Department of Mathematics, University of Kentucky, Lexington, Kentucky 40506, United States.
J Chem Inf Model. 2023 May 8;63(9):2656-2666. doi: 10.1021/acs.jcim.2c01526. Epub 2023 Apr 19.
Advances in deep neural networks (DNNs) have made a very powerful machine learning method available to researchers across many fields of study, including the biomedical and cheminformatics communities, where DNNs help to improve tasks such as protein performance, molecular design, drug discovery, etc. Many of those tasks rely on molecular descriptors for representing molecular characteristics in cheminformatics. Despite significant efforts and the introduction of numerous methods that derive molecular descriptors, the quantitative prediction of molecular properties remains challenging. One widely used method of encoding molecule features into bit strings is the molecular fingerprint. In this work, we propose using new Neumann-Cayley Gated Recurrent Units (NC-GRU) inside the Neural Nets encoder (AutoEncoder) to create neural molecular fingerprints (NC-GRU fingerprints). The NC-GRU AutoEncoder introduces orthogonal weights into widely used GRU architecture, resulting in faster, more stable training, and more reliable molecular fingerprints. Integrating novel NC-GRU fingerprints and Multi-Task DNN schematics improves the performance of various molecular-related tasks such as toxicity, partition coefficient, lipophilicity, and solvation-free energy, producing state-of-the-art results on several benchmarks.

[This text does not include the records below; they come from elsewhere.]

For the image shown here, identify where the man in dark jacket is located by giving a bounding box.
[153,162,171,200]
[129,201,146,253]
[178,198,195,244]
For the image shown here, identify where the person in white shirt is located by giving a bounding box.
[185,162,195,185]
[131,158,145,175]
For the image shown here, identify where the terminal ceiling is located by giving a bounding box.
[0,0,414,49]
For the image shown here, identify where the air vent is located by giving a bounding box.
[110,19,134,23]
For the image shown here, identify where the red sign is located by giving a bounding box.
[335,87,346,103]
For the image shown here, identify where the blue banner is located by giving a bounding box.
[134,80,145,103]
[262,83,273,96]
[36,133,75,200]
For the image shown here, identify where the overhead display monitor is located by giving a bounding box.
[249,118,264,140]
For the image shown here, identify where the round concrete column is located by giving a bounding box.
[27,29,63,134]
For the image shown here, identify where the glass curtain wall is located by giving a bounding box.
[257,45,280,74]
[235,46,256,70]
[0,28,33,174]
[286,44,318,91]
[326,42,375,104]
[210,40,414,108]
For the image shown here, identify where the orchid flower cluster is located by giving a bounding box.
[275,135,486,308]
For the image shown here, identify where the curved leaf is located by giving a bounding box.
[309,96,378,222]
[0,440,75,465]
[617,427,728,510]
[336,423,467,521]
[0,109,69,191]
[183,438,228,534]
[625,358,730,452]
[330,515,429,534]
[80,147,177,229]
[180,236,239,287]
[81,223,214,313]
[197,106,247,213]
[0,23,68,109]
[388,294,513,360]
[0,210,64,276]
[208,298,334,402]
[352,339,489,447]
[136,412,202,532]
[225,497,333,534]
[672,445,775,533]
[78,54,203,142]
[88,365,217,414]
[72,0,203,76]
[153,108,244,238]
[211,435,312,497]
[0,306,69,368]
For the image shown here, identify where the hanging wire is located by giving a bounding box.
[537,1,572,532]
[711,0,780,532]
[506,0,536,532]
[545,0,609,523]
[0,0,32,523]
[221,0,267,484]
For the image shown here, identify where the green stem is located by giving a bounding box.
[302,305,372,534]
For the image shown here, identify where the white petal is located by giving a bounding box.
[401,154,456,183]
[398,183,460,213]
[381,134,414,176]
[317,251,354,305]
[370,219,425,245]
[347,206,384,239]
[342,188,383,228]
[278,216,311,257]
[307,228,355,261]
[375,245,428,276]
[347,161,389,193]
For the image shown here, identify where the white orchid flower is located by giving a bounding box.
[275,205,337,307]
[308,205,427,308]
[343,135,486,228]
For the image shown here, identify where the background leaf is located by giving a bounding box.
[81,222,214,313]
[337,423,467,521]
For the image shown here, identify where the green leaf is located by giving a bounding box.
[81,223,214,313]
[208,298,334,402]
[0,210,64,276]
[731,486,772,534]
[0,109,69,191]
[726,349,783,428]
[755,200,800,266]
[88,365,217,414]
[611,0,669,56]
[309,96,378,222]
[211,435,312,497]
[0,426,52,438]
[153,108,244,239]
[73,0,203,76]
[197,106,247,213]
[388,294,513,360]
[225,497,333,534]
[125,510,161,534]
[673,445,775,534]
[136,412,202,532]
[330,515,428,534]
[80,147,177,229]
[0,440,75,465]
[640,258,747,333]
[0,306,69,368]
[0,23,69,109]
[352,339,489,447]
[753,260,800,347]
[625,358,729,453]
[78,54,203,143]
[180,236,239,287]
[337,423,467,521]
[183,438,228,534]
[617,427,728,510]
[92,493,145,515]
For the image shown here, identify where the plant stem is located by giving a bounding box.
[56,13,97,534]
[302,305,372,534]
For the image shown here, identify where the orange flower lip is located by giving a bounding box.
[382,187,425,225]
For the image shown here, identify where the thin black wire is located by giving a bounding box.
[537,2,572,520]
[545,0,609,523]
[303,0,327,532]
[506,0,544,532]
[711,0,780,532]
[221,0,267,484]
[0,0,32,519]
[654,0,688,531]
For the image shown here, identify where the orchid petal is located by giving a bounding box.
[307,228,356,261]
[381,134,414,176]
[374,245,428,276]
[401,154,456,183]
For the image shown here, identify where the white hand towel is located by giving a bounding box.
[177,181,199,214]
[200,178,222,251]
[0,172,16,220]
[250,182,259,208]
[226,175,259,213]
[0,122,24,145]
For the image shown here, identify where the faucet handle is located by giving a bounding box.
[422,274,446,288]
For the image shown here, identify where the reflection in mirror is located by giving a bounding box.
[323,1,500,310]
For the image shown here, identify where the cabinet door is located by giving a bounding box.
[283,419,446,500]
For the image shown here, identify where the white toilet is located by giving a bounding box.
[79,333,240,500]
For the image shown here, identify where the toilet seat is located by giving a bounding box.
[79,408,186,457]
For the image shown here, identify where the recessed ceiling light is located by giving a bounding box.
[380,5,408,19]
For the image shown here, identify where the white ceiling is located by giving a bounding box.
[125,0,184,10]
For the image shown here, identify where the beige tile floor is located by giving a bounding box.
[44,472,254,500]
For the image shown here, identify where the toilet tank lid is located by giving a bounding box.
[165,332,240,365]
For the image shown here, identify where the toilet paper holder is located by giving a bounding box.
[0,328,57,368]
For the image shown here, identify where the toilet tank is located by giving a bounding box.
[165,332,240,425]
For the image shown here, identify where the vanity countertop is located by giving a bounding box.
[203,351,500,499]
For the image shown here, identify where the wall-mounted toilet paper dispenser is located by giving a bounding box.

深度学习神经网络 (DNN) 的发展为许多研究领域的研究人员提供了一种非常强大的机器学习方法,包括生物医学和化学信息学领域,在这些领域,DNN 有助于提高蛋白质性能、分子设计、药物发现等任务的效率。许多这些任务都依赖于分子描述符来表示化学信息学中的分子特征。尽管已经做出了巨大的努力并引入了许多衍生分子描述符的方法,但定量预测分子性质仍然具有挑战性。一种将分子特征编码为位字符串的常用方法是分子指纹。在这项工作中,我们建议在神经网络编码器 (AutoEncoder) 中使用新的诺伊曼-凯莱门控循环单元 (NC-GRU) 来创建神经分子指纹 (NC-GRU 指纹)。NC-GRU AutoEncoder 将正交权重引入到广泛使用的 GRU 架构中,从而实现更快、更稳定的训练和更可靠的分子指纹。整合新颖的 NC-GRU 指纹和多任务 DNN 原理图可提高毒性、分配系数、亲脂性和溶剂自由能等各种与分子相关的任务的性能,在几个基准测试中取得了最先进的结果。